People with money, or the professionals who manage their money, should understand that, despite appearances, the year has not started well.
No, I’m not talking from the point of view of one of the despairing or angry goldbugs, who are looking under rocks for villains when deflationary risk is right in front of them. I’m considering how much more acceptable it’s becoming for the authorities to restrict international capital flows, or even national capital markets’ liquidity.
The first quarter generated some nice returns for many hedge funds, or even for passive strategies such as S&P 500 indexed accounts. Rather than idly doodling over lists of how you might spend the year-end bonus, though, consider whether you’ll be able to move that cash from one account to another. This is becoming a fairly immediate issue for those in southern Europe, where the example of Cypriot capital controls is most ominous. But the boundaries of “peripheral Europe” seem to be expanding, and may now be drawn at the Pyrenees, the Po River, or even the Rhine.
For the past 20 or 30 years, rich Europeans haven’t had to think about whether they could move their money across national borders. Now it’s becoming a privilege, not a right. The idea that Luxembourg or Switzerland might not want their business would have been laughable in 1985 or 1990. Now it’s a fact.
It’s not just the outright prohibitions on keeping money in unfavoured tax havens (every national government has havens they tolerate), it’s the sludge of new taxes, regulations and attendant transaction costs that is most evident in Europe, but that is creeping across the rest of the world. This is increasing the real cost of capital that supports productive employment at an accelerating rate, which is reflected in the collapse of activity in southern Europe.
Think-tank people muse and publish about a transparent and responsive Scandinavian model, but actual state policy and legislation is becoming a complex, opaque and ineffectual game for insiders.

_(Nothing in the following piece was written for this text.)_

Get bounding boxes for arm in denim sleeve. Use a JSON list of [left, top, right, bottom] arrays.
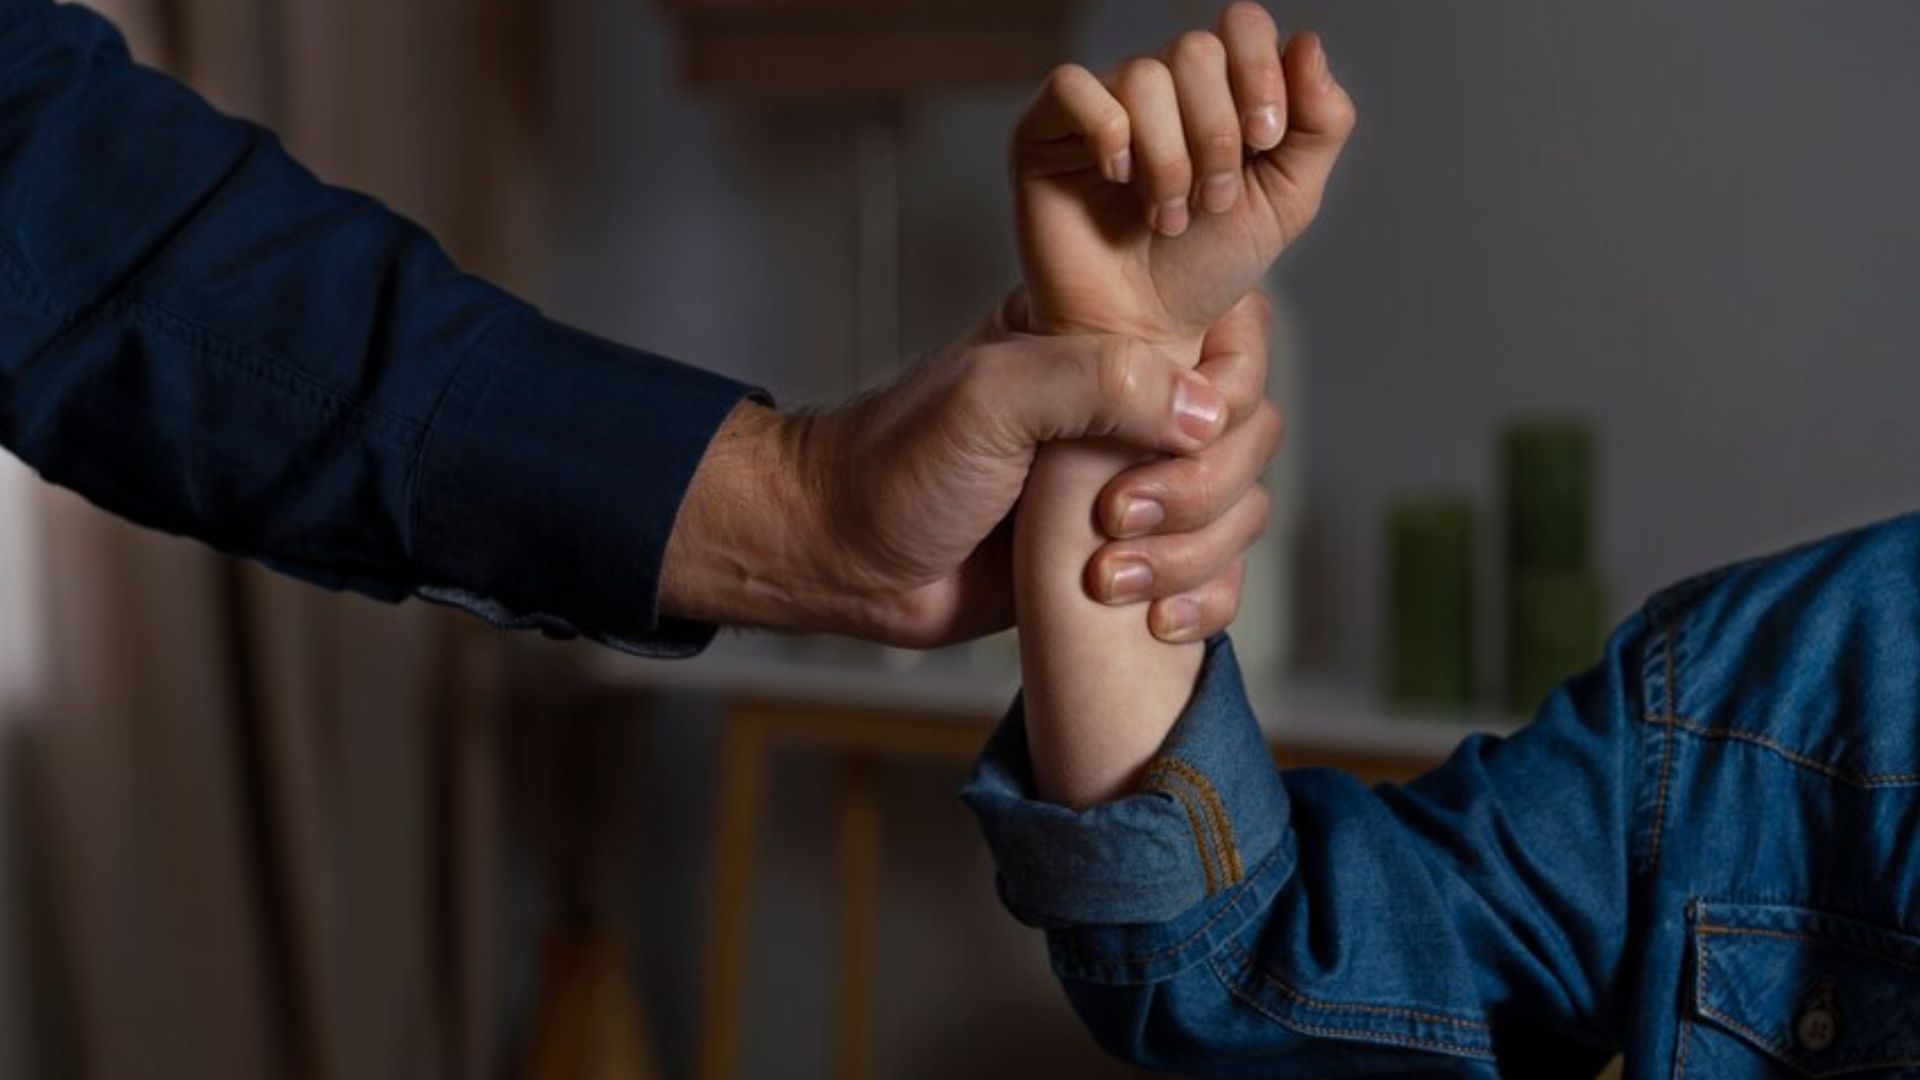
[[965, 622, 1647, 1077], [0, 1, 756, 654]]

This is not just a European problem. Last week, Timothy Adams, the new chief executive of the Institute of International Finance, a global bankers’ research and advisory consortium in Washington, wrote an open letter to the IMF and World Bank about the “risk of fragmentation in a global economy”. Mr Adams went on to elaborate about what he called “financial Balkanisation”, “incoherence and complexity”, and “extraterritorial over-reach of some national measures”. Unfortunately, the policy tribes and legislators are not listening to these warnings.
US political people are particularly careless about keeping their old commitments to relatively free international capital flows, which, given the government’s dependence on continued foreign buying and holding of Treasury bonds, doesn’t seem very smart.
Still, they may be able to retain their relative competitiveness in accessing the remaining international capital flows, which are down about 60 per cent since 2007, at least until the portcullis completely closes on captive European and Japanese money.
However restrictive and badly drawn the Dodd-Frank regulations on US banks, after all, at least the Americans are willing to continue to pay for talent, and forgo financial transaction taxes. On the first point, the US banks are already planning to sop up the best of the European financial sector talent discouraged by the restrictions on bonus payments.
For reasons I don’t fully understand, the European Parliament, and, for that matter, much of the public that votes for them, believe they have been striking blows against the dominance of Anglo-Saxon bankers. Instead, they will be reinforcing the competitive position of the US, British, and Canadian banks, and shrinking the role of European banks and financial markets.
When I considered the proposed European financial transactions tax, or “Tobin tax”, last week, I thought that official sentiment might turn against it before it goes into effect, as intended, at the beginning of next year. We should remember that just because a course of action is self-destructive doesn’t mean it won’t be taken.
I do know that those dreaded US financial institutions and corporate treasurers have already prepared “workarounds” for the European FTT. For corporate borrowers in Europe, whose cost of funds would rise significantly, lawyers are already drawing up the documents for financial subsidiaries in London, Luxembourg, Finland(!), the Netherlands and New York.
These entities would issue bonds, which, being outside the 11 core countries adopting the FTT, would not attract the tax each time they were traded. Then the subsidiaries would make loans, which also do not attract the tax, to their corporate parents.
No doubt there will be countermeasures by the tax collectors in Germany, France, etc, but those in turn would create higher transaction costs, and therefore higher costs of capital. Every little step of complexity, incoherence and Balkanisation would lead to fewer productive jobs and an ever-bigger cut for politically connected intermediaries. I shouldn’t have anything against that, personally, since so many of my friends fall into that category, but I don’t think this process would lead to a stable and happy world.
In the 1980s, I spent a fair amount of time around the so-called “countertrade” and “switch” dealers in Vienna, Switzerland and London. This was a very well-paid fraternity of people with spooky connections, who intermediated trade with the state monopolies of eastern Europe and the Soviet Union. Their high life was paid for by the stagnation and depression of the working people in those countries. High margins for the fixers, but on low volumes.
I am afraid that we are heading back to that world.